Unfortunately, one of the most persistent and justifiable worries of volunteer HOA board directors is their vulnerability to lawsuits. In order to gauge one's own vulnerability, it's important to consider the many layers of potential immunity and general protection that apply to one's unique situation. These include the federal Volunteer Protection Act of 1997; one's state laws protecting volunteer HOA directors; protections within one's HOA governing documents; protections within one's HOA insurance policy; and any personal umbrella insurance one may have or choose to purchase. All of these layers of protection depend on meeting certain conditions generally relating directly or indirectly to the notion of a standard of care underlying one's duties as an HOA director.
Layers of immunity or protection from litigation
The Volunteer Protection Act of 1997
The protection provided under the federal Volunteer Protection Act (VPA) to volunteer HOA directors is indirect, as it refers to volunteers in general. However, as federal law, it carries the greatest weight.
To slightly oversimplify a complex and nuanced body of law, the VPA protects uncompensated, properly licensed/certified/authorized volunteers of non-profits from being liable for damages resulting from their unintentional acts of ordinary negligence while performing activities that fall within the scope of their duties as volunteers. It does not, however, protect against criminal acts, intentional misconduct or acts of gross negligence.
State laws protecting volunteer HOA directors
Every state in the U.S. has statutes protecting volunteers from litigation. These statutes can only build upon, and never subtract from, the foundation of federal protection provided by the VPA. In some states, statutes will offer conditional legal immunity or protections specifically to HOA board members. Furthermore, some states offer protections that reference the HOA's governing documents or the HOA's liability insurance. Therefore, it's of vital importance that volunteer HOA directors familiarize themselves with their state's applicable legal protections and how they fit in with other layers of legal protection afforded them. Gathering and summing up this information is an ideal task for the HOA's lawyer.
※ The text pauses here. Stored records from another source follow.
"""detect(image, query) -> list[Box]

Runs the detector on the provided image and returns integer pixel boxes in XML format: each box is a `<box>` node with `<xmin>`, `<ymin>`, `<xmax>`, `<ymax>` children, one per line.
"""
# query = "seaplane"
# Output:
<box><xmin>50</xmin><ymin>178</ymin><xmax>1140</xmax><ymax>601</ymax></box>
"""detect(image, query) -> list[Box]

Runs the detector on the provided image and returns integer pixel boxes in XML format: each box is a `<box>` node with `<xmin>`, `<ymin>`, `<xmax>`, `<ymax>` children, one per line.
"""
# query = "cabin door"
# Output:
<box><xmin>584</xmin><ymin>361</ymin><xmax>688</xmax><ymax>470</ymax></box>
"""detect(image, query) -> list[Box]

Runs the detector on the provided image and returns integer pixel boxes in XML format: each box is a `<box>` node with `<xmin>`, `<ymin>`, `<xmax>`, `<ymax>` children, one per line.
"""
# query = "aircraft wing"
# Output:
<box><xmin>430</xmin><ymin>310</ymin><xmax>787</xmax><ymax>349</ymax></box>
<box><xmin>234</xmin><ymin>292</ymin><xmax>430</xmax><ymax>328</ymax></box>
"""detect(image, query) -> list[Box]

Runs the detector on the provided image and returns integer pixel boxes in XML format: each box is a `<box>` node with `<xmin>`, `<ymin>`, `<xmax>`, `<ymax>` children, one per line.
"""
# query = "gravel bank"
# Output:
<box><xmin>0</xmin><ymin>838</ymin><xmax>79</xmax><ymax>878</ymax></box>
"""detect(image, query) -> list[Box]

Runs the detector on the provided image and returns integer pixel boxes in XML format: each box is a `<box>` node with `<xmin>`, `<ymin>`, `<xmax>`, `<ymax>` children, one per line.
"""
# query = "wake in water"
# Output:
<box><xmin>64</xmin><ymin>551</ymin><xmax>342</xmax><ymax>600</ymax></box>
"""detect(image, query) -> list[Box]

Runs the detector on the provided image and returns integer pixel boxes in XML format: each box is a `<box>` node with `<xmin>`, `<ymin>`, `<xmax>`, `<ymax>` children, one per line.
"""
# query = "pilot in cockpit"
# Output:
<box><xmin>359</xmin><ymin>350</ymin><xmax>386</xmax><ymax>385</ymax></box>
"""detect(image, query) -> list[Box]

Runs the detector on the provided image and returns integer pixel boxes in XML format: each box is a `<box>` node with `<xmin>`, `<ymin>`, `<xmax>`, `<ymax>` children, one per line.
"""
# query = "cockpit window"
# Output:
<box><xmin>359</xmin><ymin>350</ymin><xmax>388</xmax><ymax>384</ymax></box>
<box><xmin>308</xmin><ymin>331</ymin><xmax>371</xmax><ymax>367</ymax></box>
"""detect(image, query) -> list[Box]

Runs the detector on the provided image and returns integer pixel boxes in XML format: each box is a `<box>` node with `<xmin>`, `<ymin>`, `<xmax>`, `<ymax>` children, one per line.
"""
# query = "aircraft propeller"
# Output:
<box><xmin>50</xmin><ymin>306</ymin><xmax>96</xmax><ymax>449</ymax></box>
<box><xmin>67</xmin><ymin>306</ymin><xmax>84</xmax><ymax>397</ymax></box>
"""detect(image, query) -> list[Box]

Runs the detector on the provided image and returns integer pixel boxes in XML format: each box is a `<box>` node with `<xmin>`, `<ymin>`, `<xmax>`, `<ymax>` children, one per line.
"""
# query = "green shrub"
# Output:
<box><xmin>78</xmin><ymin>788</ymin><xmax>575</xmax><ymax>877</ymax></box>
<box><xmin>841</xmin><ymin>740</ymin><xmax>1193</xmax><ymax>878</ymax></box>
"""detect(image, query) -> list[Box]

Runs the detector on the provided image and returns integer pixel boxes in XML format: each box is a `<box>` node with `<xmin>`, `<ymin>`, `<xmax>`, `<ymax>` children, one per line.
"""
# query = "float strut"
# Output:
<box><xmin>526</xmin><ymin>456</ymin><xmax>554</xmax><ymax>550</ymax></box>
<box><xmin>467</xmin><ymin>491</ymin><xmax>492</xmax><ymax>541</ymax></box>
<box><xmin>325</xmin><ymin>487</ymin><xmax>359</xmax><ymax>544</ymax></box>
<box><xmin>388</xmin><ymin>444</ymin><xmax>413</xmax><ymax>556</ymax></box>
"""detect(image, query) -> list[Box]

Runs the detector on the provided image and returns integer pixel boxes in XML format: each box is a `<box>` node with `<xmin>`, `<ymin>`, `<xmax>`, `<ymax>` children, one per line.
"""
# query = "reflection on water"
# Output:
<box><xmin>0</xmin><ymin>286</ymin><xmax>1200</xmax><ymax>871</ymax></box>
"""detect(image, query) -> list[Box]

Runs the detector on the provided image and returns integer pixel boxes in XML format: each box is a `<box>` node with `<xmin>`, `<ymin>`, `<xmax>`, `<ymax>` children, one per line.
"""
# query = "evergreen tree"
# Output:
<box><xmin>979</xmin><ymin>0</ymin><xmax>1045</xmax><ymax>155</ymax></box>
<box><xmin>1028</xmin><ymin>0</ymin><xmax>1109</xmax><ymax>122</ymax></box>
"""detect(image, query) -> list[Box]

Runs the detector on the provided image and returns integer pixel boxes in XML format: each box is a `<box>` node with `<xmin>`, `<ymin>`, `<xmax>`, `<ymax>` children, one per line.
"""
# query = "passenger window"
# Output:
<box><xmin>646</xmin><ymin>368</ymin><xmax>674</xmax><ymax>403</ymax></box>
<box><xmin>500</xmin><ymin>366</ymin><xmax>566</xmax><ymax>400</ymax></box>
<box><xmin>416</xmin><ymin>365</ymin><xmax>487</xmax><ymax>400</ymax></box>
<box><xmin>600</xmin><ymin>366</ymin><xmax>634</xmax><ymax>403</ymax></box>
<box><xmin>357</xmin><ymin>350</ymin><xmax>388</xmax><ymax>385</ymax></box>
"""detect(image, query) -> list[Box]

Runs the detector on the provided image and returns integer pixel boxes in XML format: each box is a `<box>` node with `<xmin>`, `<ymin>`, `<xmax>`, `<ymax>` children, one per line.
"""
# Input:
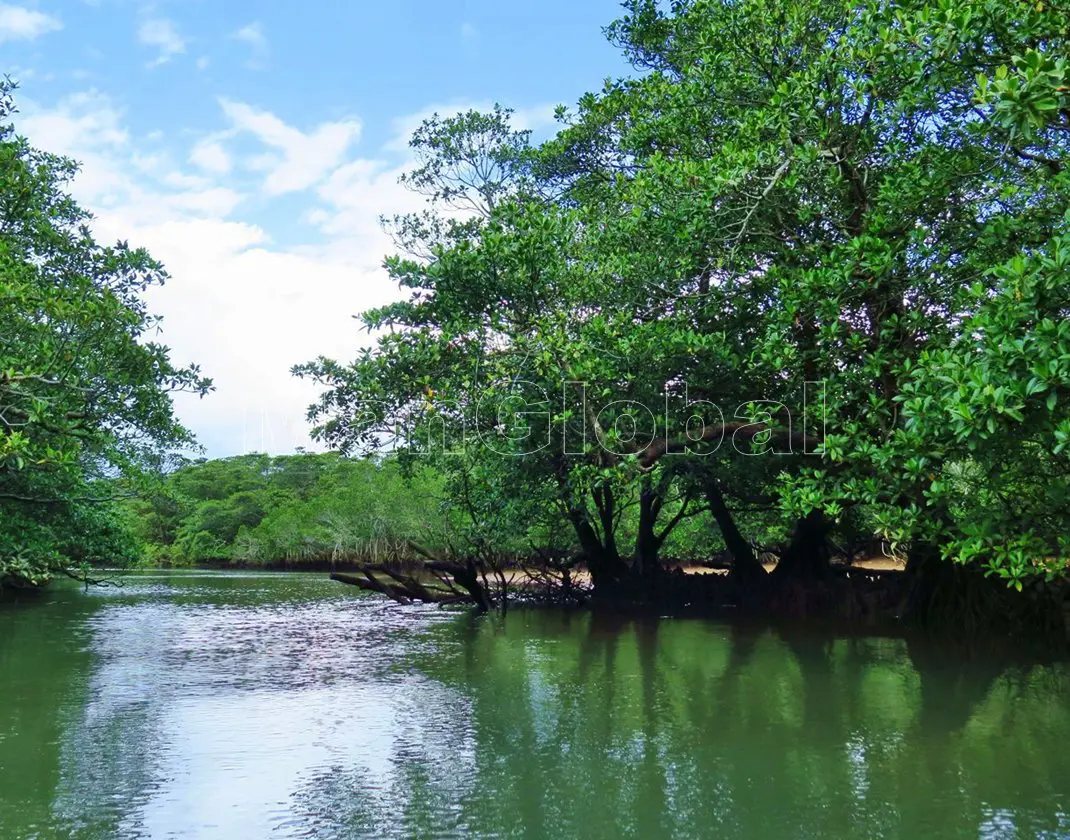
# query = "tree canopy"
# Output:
<box><xmin>0</xmin><ymin>82</ymin><xmax>211</xmax><ymax>586</ymax></box>
<box><xmin>296</xmin><ymin>0</ymin><xmax>1070</xmax><ymax>607</ymax></box>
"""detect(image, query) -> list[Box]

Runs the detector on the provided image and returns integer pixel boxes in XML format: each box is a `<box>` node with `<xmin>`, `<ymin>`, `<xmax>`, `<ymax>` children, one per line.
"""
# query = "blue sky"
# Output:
<box><xmin>0</xmin><ymin>0</ymin><xmax>628</xmax><ymax>456</ymax></box>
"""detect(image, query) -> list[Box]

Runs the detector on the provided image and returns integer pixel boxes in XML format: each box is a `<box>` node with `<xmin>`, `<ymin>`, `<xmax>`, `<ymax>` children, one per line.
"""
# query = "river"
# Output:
<box><xmin>0</xmin><ymin>572</ymin><xmax>1070</xmax><ymax>840</ymax></box>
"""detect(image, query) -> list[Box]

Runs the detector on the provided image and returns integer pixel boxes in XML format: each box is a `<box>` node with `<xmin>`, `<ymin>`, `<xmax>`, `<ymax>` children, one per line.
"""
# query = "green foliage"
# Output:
<box><xmin>128</xmin><ymin>454</ymin><xmax>449</xmax><ymax>565</ymax></box>
<box><xmin>296</xmin><ymin>0</ymin><xmax>1070</xmax><ymax>586</ymax></box>
<box><xmin>0</xmin><ymin>81</ymin><xmax>211</xmax><ymax>586</ymax></box>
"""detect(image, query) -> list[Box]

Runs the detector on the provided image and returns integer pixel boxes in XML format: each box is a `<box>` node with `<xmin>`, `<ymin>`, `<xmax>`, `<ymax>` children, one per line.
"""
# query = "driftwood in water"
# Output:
<box><xmin>331</xmin><ymin>543</ymin><xmax>491</xmax><ymax>612</ymax></box>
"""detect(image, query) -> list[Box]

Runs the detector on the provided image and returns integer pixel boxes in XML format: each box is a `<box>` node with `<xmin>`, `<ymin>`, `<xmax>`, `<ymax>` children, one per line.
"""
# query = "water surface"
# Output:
<box><xmin>0</xmin><ymin>572</ymin><xmax>1070</xmax><ymax>840</ymax></box>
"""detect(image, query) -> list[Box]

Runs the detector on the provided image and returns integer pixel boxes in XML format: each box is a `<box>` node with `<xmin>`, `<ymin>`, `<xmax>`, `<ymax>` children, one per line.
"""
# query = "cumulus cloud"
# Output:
<box><xmin>0</xmin><ymin>3</ymin><xmax>63</xmax><ymax>44</ymax></box>
<box><xmin>18</xmin><ymin>90</ymin><xmax>552</xmax><ymax>456</ymax></box>
<box><xmin>219</xmin><ymin>100</ymin><xmax>361</xmax><ymax>196</ymax></box>
<box><xmin>189</xmin><ymin>137</ymin><xmax>231</xmax><ymax>175</ymax></box>
<box><xmin>137</xmin><ymin>18</ymin><xmax>186</xmax><ymax>65</ymax></box>
<box><xmin>231</xmin><ymin>20</ymin><xmax>268</xmax><ymax>68</ymax></box>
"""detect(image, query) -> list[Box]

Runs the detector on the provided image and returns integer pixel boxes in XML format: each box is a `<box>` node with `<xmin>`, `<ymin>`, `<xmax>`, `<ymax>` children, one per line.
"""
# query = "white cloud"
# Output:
<box><xmin>0</xmin><ymin>3</ymin><xmax>63</xmax><ymax>44</ymax></box>
<box><xmin>137</xmin><ymin>18</ymin><xmax>186</xmax><ymax>66</ymax></box>
<box><xmin>18</xmin><ymin>91</ymin><xmax>419</xmax><ymax>456</ymax></box>
<box><xmin>219</xmin><ymin>100</ymin><xmax>361</xmax><ymax>196</ymax></box>
<box><xmin>231</xmin><ymin>20</ymin><xmax>268</xmax><ymax>70</ymax></box>
<box><xmin>234</xmin><ymin>20</ymin><xmax>268</xmax><ymax>51</ymax></box>
<box><xmin>189</xmin><ymin>137</ymin><xmax>231</xmax><ymax>175</ymax></box>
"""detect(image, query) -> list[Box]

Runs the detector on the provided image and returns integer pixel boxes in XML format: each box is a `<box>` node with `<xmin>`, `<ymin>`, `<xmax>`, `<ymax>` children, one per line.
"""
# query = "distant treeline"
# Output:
<box><xmin>126</xmin><ymin>454</ymin><xmax>448</xmax><ymax>565</ymax></box>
Protections within the HOA's governing documents
Some states, such as Colorado, allow for HOA governing documents to afford additional legal protections to their directors over and above those provided at the federal and state levels. Therefore, HOA board members should familiarize themselves with the relevant section of their governing documents, where applicable, as they may bring them additional relief.
Protections within one's HOA insurance policy
An HOA's insurance policy can provide yet another important layer of protection. Both the HOA's general liability insurance, as well as any directors and officers (D&O) insurance they may have purchased, can provide individual board members with substantial protection against damages arising from lawsuits. However, it's important to look at each policy for the specific language governing the amount of protection, the scope of the coverage, and the complete list of conditions and exclusions. It's also critical to check for any connection the insurance may have to state law. For example, in California, HOA volunteer board directors are immune from liability for damages that exceed the amount that their HOA's liability insurance covers.
Personal litigation umbrella insurance
The prospect of spending one's own money to protect oneself against the potential repercussions of one's actions as a hard-working volunteer is unsettling. However, the reality is that after all the layers of protection above have been taken into account; there may still be gaps. In that case, it's worth considering a reasonably priced personal umbrella policy or rider to ensure a complete safety net is in place.
The standard of care
The standard of care, or set of conditions that one must meet, in order to qualify for protection from litigation or damages by the various sources outlined above, differs from each source. Therefore, it's important to look over the entire list of conditions for each and ensure that you meet them. In order to qualify for most of the sources and levels of protection listed above, one must make reasonably well-informed decisions; one must act on behalf of the interests of the HOA, rather than for personal gain; one must not be grossly negligent of one's fiduciary duties as a director; one must not engage in any activity that requires a license, certification or authorization that one does not possess; and one must not engage in any willful or criminal misconduct—to name only a few of the most common conditions.
Knowing where you stand
Understandably, volunteer HOA board directors want to avoid lawsuits. However, to minimize your exposure, it's important to do the work of familiarizing yourself with each level of immunity or protection afforded by the many applicable sources that address volunteers in general and HOA board directors in particular. To get started, begin with the federal Volunteer Protection Act. Then check your state laws protecting volunteers and, in some cases, HOA directors. Next, look closely at your HOA's governing documents and insurance policies, paying close attention to any tie-ins to state law. Finally, explore a personal umbrella insurance policy or rider to fill any gaps you've found along the way. However, throughout this process, it's important to remember that all of these layers of protection from legal liability and damages depend on meeting certain conditions as a volunteer director. Therefore, in a sense, the most important protection of all is to hold yourself to the highest standard of care that you possibly can.